The boiling point of 0.2 mol kg⁻¹ solution of X in water is greater than the equimolal solution of Y in water. The correct statement in this case is:

The elevation in boiling point ($\Delta T_b$) is a colligative property proportional to the number of solute particles in the solution. The relationship is given by the equation: $\Delta T_b = i \times K_b \times m$ .

1. Analyze the Variables: Both solutions are equimolal ($m = 0.2 \text{ mol kg}^{-1}$). The solvent is the same (water), so the ebullioscopic constant ($K_b$) is constant .

• Therefore, the difference in boiling points depends entirely on the Van't Hoff factor ($i$).

2. Compare Boiling Points: The problem states the boiling point of X is greater than that of Y. This implies the elevation in boiling point for X is higher ($\Delta T_{b(X)} > \Delta T_{b(Y)}$). Consequently, the Van't Hoff factor for X must be greater than that for Y ($i_X > i_Y$).

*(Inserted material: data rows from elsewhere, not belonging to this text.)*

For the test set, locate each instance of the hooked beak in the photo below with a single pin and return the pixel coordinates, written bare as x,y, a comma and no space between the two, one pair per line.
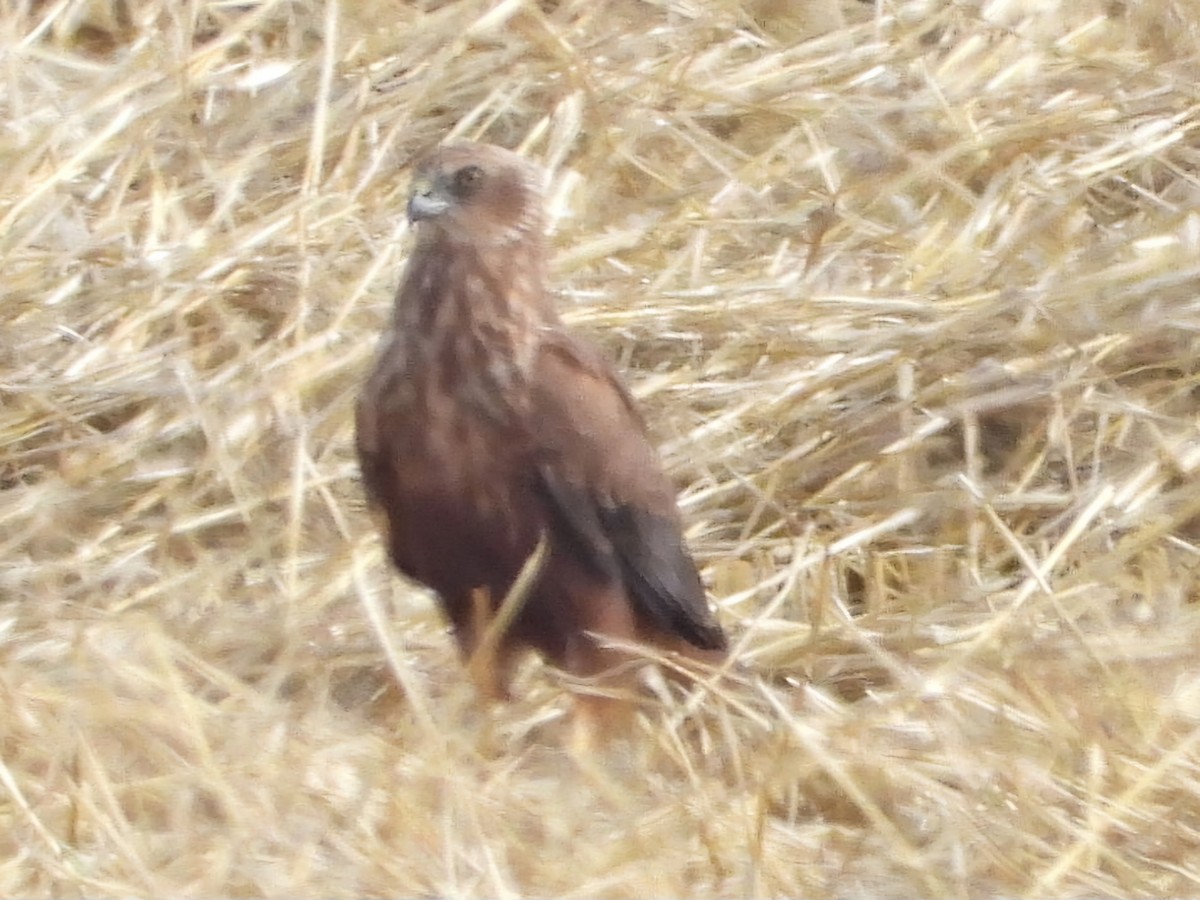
426,201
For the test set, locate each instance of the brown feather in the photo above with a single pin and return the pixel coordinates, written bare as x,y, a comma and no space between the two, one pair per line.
485,426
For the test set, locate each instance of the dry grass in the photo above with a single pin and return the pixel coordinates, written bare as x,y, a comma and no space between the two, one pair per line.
911,293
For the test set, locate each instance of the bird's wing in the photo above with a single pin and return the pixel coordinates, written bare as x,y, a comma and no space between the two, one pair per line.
605,491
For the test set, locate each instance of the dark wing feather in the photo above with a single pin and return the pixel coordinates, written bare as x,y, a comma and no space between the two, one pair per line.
606,493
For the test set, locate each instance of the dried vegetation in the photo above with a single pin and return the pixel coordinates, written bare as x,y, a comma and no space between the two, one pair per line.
911,293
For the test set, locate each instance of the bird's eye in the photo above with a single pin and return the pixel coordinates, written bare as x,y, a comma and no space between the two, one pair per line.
467,179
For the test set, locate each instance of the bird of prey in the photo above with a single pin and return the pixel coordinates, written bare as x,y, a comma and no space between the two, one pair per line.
489,433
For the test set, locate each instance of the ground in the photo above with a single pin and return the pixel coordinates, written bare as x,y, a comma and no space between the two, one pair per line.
910,293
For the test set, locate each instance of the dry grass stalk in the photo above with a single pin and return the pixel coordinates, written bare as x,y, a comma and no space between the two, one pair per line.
909,291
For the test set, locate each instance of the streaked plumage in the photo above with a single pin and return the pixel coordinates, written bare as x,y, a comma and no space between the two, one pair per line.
486,425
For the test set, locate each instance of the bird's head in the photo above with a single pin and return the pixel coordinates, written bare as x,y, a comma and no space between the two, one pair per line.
477,193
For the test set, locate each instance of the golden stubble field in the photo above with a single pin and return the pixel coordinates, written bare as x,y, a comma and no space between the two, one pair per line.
911,295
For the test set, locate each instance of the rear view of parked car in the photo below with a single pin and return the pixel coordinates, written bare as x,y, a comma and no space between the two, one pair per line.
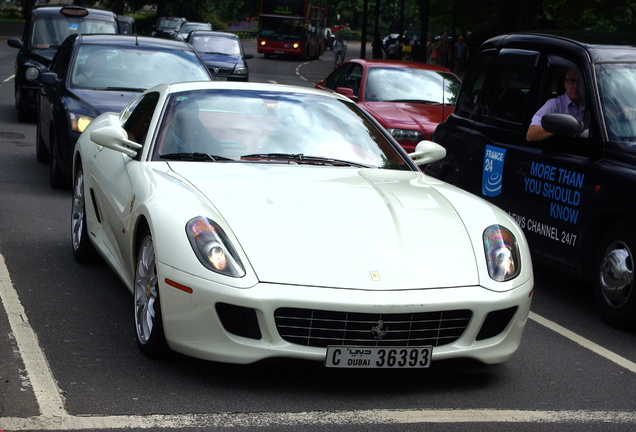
188,27
222,53
92,74
45,30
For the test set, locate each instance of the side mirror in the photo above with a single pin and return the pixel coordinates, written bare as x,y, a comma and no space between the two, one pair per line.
562,124
48,78
115,138
427,152
15,43
346,91
32,74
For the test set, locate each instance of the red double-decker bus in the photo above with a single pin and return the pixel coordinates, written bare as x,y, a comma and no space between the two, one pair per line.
292,27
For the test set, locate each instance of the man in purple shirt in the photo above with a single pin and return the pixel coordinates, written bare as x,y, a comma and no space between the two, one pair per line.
571,102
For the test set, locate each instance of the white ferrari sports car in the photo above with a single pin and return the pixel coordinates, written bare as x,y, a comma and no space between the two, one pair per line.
254,221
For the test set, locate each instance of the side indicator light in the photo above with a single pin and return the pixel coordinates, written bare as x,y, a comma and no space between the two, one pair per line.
179,286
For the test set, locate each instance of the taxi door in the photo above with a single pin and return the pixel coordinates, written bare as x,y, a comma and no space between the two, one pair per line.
546,185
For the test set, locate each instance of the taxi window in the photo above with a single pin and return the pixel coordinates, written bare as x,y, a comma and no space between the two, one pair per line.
553,84
470,99
513,77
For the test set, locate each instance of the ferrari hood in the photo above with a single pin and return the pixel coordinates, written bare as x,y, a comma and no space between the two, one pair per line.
339,227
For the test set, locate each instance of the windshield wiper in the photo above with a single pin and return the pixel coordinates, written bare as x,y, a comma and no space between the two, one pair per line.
135,89
195,157
416,101
301,158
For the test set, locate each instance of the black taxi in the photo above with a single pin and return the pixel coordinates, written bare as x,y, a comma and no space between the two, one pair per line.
574,192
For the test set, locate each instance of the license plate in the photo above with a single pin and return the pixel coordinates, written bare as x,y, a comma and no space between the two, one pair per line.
378,357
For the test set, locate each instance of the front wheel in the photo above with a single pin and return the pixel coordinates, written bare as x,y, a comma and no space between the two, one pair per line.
148,322
83,250
614,277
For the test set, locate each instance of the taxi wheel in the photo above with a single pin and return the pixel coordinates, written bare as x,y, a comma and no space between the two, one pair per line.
615,279
151,339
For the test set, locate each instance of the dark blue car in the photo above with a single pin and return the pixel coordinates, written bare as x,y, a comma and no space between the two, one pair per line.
45,30
93,74
222,53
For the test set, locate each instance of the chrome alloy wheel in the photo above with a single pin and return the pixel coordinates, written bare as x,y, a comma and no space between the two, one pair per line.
146,293
616,274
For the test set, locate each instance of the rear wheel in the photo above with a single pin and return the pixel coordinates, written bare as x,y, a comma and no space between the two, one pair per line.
615,279
148,322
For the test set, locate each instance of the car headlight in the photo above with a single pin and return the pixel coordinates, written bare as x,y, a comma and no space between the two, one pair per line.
502,253
213,248
406,135
79,122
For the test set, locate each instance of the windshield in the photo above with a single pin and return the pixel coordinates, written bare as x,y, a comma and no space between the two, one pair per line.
411,85
50,32
216,45
168,24
281,28
617,88
269,127
135,68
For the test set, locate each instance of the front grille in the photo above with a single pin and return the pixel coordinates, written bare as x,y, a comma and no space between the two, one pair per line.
318,328
220,71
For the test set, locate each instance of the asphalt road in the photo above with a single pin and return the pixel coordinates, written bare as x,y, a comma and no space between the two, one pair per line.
68,359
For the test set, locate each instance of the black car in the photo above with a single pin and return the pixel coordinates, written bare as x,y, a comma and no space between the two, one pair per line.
168,27
571,193
222,53
93,74
45,30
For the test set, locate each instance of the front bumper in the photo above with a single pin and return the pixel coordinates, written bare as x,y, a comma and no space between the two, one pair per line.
194,327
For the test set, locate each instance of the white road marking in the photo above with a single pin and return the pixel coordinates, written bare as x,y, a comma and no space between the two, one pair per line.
36,365
53,415
587,344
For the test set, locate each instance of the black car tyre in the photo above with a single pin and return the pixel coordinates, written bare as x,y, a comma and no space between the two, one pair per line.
148,322
614,277
57,178
23,114
83,250
41,153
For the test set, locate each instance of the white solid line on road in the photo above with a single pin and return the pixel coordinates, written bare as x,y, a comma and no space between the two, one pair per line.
316,418
585,343
53,415
36,365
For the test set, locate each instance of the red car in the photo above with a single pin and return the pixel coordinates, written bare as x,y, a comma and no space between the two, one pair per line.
409,99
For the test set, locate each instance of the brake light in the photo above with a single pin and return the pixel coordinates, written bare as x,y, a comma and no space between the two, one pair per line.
73,12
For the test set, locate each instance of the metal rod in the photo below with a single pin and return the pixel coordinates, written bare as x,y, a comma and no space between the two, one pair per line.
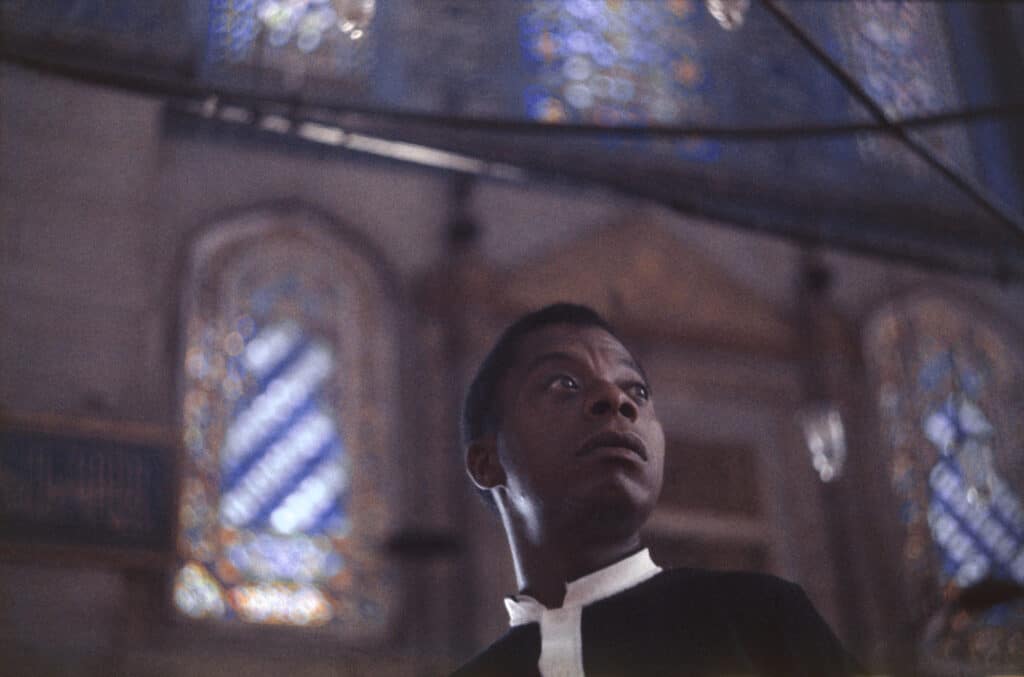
253,99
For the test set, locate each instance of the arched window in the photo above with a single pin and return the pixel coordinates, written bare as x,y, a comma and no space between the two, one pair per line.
950,393
287,374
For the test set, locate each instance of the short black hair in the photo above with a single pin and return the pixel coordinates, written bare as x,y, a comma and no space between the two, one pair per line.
480,413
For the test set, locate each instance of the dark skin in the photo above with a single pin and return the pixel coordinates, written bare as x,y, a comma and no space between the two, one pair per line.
577,462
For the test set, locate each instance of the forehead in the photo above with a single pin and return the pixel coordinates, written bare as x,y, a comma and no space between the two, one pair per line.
572,342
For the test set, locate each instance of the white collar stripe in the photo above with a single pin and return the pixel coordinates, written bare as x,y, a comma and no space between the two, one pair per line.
561,634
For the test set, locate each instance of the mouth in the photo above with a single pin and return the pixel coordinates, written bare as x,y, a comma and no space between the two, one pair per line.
611,439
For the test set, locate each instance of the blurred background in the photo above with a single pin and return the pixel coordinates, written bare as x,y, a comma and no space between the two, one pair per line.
252,252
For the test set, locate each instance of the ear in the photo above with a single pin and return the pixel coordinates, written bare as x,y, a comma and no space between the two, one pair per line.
482,463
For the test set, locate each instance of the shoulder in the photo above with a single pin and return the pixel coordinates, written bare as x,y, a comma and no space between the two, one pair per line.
515,652
748,587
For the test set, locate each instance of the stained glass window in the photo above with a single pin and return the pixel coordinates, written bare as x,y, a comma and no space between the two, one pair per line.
611,62
950,392
285,499
297,38
899,53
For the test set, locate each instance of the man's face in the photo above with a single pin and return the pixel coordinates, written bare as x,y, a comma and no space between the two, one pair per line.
579,437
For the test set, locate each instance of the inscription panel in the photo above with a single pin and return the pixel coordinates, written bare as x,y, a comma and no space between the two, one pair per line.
69,490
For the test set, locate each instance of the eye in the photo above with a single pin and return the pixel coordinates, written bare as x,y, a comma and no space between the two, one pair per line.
639,391
563,382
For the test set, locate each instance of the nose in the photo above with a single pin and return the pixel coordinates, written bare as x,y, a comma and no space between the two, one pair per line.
609,399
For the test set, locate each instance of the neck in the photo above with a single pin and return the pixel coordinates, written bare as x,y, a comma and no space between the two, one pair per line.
544,565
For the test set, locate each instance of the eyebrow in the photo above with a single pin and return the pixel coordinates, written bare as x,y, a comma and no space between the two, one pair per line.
558,355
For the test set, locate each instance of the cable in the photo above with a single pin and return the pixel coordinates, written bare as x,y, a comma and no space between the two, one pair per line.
252,99
973,189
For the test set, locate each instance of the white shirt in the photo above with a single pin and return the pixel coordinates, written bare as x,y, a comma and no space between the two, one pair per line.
561,636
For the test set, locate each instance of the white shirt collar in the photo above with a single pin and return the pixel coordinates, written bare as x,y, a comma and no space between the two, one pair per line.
600,584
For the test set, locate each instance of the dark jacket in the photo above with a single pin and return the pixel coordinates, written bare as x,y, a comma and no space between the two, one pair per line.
688,622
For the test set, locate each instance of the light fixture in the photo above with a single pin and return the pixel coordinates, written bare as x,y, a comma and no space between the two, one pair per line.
825,436
728,13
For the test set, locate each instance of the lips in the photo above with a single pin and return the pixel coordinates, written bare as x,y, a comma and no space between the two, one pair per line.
612,438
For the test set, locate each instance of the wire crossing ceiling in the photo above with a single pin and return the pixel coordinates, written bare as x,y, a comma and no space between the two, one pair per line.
892,128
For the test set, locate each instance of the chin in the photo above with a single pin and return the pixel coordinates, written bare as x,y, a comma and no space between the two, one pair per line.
615,509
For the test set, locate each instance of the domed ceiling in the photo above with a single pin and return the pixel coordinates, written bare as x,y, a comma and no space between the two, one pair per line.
892,128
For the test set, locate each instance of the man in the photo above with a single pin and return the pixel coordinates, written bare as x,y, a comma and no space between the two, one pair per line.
561,436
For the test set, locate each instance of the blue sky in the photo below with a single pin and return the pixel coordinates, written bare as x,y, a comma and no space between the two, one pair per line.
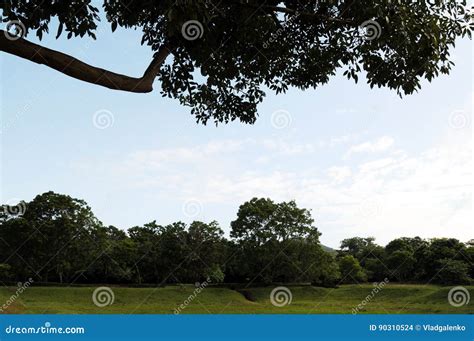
366,162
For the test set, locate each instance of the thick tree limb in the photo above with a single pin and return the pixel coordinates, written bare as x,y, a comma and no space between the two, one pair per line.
80,70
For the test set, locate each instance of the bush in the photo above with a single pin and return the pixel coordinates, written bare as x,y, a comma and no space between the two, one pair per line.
351,271
452,272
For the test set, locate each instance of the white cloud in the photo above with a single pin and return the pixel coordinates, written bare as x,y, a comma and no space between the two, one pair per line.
380,145
391,195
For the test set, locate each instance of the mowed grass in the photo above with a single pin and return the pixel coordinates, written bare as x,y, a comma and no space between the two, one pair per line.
392,299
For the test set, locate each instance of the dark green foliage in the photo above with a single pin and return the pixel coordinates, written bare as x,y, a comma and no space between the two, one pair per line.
351,271
58,239
243,47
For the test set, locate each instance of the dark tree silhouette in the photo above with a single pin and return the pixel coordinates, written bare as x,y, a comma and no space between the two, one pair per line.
225,52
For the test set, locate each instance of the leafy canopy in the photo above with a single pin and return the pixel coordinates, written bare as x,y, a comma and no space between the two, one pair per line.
225,53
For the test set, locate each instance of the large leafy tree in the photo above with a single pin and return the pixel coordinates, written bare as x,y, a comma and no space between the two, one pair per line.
224,53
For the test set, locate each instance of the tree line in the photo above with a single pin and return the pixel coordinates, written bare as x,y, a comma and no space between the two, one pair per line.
57,239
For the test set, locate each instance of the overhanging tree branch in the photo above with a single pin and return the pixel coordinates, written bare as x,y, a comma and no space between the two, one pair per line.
77,69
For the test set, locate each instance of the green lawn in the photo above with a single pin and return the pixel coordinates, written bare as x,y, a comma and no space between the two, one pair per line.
393,299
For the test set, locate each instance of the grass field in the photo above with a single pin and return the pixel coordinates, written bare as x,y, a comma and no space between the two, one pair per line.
403,299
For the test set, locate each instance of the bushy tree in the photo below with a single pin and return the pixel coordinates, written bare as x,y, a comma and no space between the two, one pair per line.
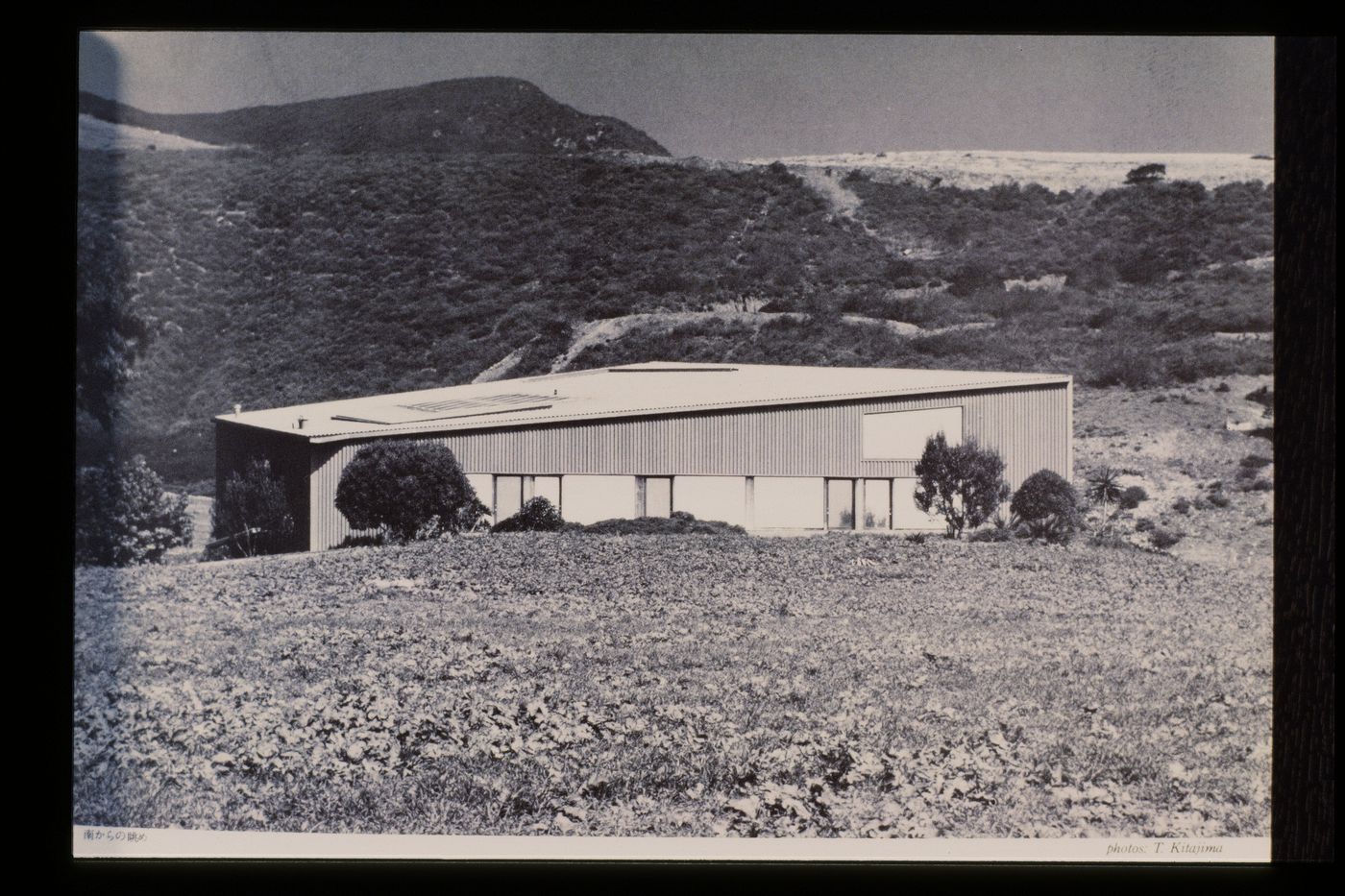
252,514
965,485
406,489
124,516
1048,505
1130,498
537,514
1105,487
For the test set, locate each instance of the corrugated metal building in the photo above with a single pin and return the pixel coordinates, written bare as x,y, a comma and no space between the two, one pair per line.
766,447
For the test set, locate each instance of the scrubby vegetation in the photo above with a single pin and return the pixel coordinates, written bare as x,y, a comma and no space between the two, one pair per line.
962,483
406,490
252,516
678,687
124,516
678,523
1163,539
1132,496
271,276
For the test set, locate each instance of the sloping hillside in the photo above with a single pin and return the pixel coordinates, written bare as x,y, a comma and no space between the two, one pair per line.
463,116
278,278
96,133
1071,171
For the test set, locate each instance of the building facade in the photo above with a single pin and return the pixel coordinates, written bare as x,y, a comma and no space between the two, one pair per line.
770,448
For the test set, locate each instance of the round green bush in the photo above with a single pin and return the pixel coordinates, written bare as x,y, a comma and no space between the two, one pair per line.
1048,505
407,489
124,516
538,514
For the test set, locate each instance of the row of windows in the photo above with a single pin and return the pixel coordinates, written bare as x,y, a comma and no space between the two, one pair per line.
756,502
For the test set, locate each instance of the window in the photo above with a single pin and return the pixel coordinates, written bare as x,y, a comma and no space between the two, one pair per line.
508,496
712,498
901,435
592,498
789,502
547,487
840,503
877,503
658,496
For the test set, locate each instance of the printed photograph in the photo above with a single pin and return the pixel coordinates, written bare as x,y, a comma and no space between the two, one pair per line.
674,435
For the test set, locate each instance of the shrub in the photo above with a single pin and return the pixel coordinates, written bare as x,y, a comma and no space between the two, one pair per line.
410,490
1123,366
1263,397
538,514
252,516
1163,539
964,485
678,523
124,516
999,530
1048,505
1146,174
1132,496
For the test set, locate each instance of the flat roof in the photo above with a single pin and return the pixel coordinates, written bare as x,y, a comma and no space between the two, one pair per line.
628,390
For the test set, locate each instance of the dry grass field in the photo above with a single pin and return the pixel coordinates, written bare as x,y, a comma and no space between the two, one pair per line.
837,687
1093,171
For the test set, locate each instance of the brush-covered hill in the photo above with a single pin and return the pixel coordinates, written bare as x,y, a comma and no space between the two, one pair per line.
461,116
276,278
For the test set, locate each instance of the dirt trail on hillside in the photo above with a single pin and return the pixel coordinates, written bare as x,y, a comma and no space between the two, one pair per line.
829,186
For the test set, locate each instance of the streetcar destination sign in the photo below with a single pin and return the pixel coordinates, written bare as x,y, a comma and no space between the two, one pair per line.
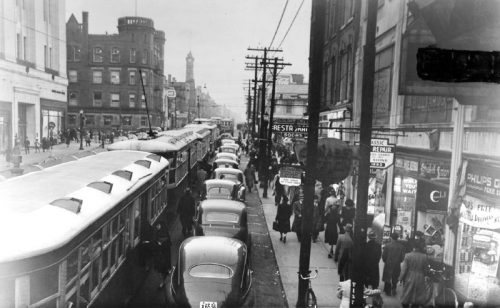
382,153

3. Interpret Dissociation: Dissociation increases the number of particles in solution (e.g., $NaCl \rightarrow Na^+ + Cl^-$ gives $i=2$), whereas association decreases it ($i<1$) and no change yields $i=1$ . For $i_X$ to be significantly higher (causing a higher boiling point), substance X must be undergoing dissociation, producing more particles per mole compared to Y (assuming Y is a non-electrolyte or dissociates less).